I think these are totally legit reasons to leave your job. But when it comes down to it you don't really need a reason other than that you don't want to do the job/work there anymore. It's as simple as that. In reality, you don't have to justify your life choices to anyone. We're adults now.
You're not jazzed about the work
This can run the gamut from "I'm moderately happy with my work, but I know there's something else I'm meant to be using my talents for" to "I totally hate my work and it's painful to keep having to do it every day."
It's not serving your wellness - physically or mentally
Maybe the culture at work has you entering a twilight zone where people are robots and don't need to eat well, exercise, spend time with friends and family, have relaxation time etc. Maybe you're finding yourself getting sick more often that you would think is normal. Stress has a direct impact on your immune system. It also impacts your ability to handle emotional stressors. So if you're feeling more anxiety and/or generally emotional it could be because you're too stressed. While of course in my work with clients we will discuss what's stressing them and see if we can reduce the stress levels, but if the cause of the stress is less you and more due to how the company is run and/or workplace culture then an exit may be in order.
The hours are crazy
And maybe aren't even justified by the salary. There's a Japanese word, "karoshi," that means to literally die of working too much. It's a thing.

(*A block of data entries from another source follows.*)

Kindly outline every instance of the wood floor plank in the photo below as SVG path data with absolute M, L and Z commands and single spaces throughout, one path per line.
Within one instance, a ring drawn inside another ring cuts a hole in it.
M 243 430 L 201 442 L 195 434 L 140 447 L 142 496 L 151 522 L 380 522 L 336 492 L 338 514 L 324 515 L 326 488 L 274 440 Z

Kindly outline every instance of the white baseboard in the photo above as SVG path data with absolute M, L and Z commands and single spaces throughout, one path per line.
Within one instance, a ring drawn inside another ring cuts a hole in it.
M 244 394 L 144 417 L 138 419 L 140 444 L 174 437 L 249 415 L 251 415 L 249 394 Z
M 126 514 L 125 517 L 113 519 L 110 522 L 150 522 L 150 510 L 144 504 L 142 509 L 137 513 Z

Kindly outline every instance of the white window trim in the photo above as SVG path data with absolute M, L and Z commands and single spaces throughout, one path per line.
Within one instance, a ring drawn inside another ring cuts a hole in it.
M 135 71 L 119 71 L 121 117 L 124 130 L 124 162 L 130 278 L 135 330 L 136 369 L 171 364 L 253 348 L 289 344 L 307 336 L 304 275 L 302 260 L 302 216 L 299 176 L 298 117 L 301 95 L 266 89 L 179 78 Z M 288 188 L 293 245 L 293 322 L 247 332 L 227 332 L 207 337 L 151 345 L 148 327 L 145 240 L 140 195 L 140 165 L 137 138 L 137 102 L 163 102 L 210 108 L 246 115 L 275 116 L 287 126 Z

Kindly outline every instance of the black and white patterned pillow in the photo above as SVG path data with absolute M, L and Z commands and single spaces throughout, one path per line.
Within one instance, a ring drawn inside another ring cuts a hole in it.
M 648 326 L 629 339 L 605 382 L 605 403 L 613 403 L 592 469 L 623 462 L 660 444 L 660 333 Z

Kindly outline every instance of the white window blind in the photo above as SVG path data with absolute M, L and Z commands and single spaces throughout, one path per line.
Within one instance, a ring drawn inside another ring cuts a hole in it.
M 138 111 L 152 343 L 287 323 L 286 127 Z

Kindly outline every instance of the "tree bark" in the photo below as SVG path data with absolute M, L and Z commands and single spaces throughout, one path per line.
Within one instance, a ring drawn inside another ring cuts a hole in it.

Maybe you want to be able to spend more time with your kids, your dog, your partner, or just with yourself (hello Me time!). Maybe you have a dream of writing a book (or other soul nurturing and exciting thing you want to do) and will need more spare time to do it. We are more than our jobs/careers. We're allowed to do what we need to find careers/job situations that can fit in our life.
You've got money goals
While I don't advocate money being a priority over your happiness, money can be an important factor in our lives. So, if you think there's a job out there you'll enjoy doing that will pay you more and you think the extra cash will make a positive difference to your quality of life then by all means. There’s nothing wrong with wanting some more cash.
You just don't want to do this work/work there anymore
Just trying to emphasize here that you're a free agent. We always have a choice and don't need a "good enough" reason or a reason that our parents (or whomever) will approve of to be able to do whatever the heck we want in life. You're in charge of your life.
Ok so then I might hear someone say "What about my resume?" or "If I leave my job, how it will look to other people?" or some concern along those lines. I get it. We tend to have this notion in society that our life needs to be able to be easily explained in a very logical fashion to show a narrative to other people. And that narrative can't have big twists and turns or show any vulnerability through gaps in the resume or making a "mistake." It's supposed to be one smooth progression. But, the thing is that life just does not work that way. And if you try to live your life and make decisions by what it will look like on your resume or to create a pretty narrative to avoid the judgment of others, you're likely to find yourself pretty unhappy.
What about responsibilities? Like paying for your life. Well, I'm not advocating for putting yourself or your family/any dependents at risk. I'm advocating for you to take a look at what is making you unhappy and see what we can do about it. We can always do something about it. Even if you don't know what that is right now. That's why I'm here to help. Life is too damn short to be unhappy.